They held a candlelight wake Wednesday for Juan Calvario, a weathered campesino who had told friends that he feared being alone at the end. His bleached white coffin lay in a sheltered portico just a few feet from the battered remains of the once-elegant Church of San Pedro where he had found comfort seven days a week.
"He told me he was destined to die alone with his dogs," said a distraught Maria Elena Olivares, who flew down Tuesday night from Los Angeles in the hope that the man who raised her had survived the 45 seconds of fury that shook this swath of western Mexico at 8:07 p.m. "And that's exactly what happened: He died alone at the end."
A rumor circulated that the 73-year-old Calvario had been killed by falling chunks of the huge bell towers of his beloved church, one of which crashed to the ground as if smacked by the hand of a malevolent giant.
In fact, he had died in his home, crushed as the four walls of the adobe building closed in on him.
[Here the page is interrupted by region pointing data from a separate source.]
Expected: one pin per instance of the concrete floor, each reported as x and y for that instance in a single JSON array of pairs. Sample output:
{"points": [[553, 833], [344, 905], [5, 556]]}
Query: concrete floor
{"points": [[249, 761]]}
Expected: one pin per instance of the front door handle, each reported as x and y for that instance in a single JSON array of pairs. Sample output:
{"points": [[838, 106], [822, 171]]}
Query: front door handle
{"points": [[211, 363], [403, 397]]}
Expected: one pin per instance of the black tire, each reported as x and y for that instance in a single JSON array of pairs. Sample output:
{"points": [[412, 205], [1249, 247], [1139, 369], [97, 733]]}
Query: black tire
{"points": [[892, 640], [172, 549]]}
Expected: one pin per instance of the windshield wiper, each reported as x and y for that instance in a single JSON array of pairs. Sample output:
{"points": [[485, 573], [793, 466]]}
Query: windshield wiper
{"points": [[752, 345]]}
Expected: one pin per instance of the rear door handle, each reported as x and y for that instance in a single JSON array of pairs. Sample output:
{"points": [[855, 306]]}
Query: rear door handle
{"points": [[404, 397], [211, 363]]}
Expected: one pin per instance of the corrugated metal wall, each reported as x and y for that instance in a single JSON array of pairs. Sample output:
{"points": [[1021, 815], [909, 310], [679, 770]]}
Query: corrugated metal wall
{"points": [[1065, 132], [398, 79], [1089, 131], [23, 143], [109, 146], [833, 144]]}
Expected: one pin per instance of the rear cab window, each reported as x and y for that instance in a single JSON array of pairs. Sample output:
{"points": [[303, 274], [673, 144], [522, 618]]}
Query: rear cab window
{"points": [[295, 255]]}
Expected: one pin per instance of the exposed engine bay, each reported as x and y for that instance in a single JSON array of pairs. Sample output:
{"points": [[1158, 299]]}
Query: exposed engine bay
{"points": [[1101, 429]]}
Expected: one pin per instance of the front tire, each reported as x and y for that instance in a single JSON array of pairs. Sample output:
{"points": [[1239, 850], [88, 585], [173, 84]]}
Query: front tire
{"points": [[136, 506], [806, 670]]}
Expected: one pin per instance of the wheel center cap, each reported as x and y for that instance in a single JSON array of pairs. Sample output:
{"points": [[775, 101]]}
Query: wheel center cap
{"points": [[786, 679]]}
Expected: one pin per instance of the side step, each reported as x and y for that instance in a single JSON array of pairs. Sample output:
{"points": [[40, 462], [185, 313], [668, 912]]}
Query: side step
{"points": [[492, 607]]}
The official cause of death was asphyxia.
Calvario was the only known fatality of the earthquake in this hardscrabble town of about 15,000 just southwest of Colima, the capital of the state with the same name. But his lonely death, coupled with the devastation of his house of worship, seemed to epitomize a feeling of senseless loss that left residents in stunned disbelief, even as they tried to clean out the debris and get on with their lives.
"We were sitting at the table, eating dinner like any other evening, when everything started moving and shaking," resident Esteban Romero recalled as he shoveled the shards of roof tiles, mud bricks and other remains from his family's one-room dwelling into a waiting cart. "I grabbed my daughter and ran for the door. Something hit me on the shoulder and almost knocked me out."
The quake damaged 500 homes and other structures here, including the church, two schools and City Hall. About 150 buildings, including the church, might have to be demolished, officials said.
About 50 people were hurt, many with broken bones. Rescuers and family helped pull several survivors from the rubble.
Romero and his family emerged with minor scrapes. But the family is wounded in other ways. His wife, Maria Hernandez, says she feels she is losing control, her nerves shot. And Sonia, 9, seemed almost in a trance as she gathered wreckage from her tattered bed and the dirt floor of their shattered house and tossed them into the cart, robotic in her motions.
"My father grabbed me by the neck and pulled me out," the girl recalled in a monotone, responding only when prodded by her parents. Grime sullied her fine features, and her voice was hoarse from a day of breathing and ingesting dust particles amid the ruins.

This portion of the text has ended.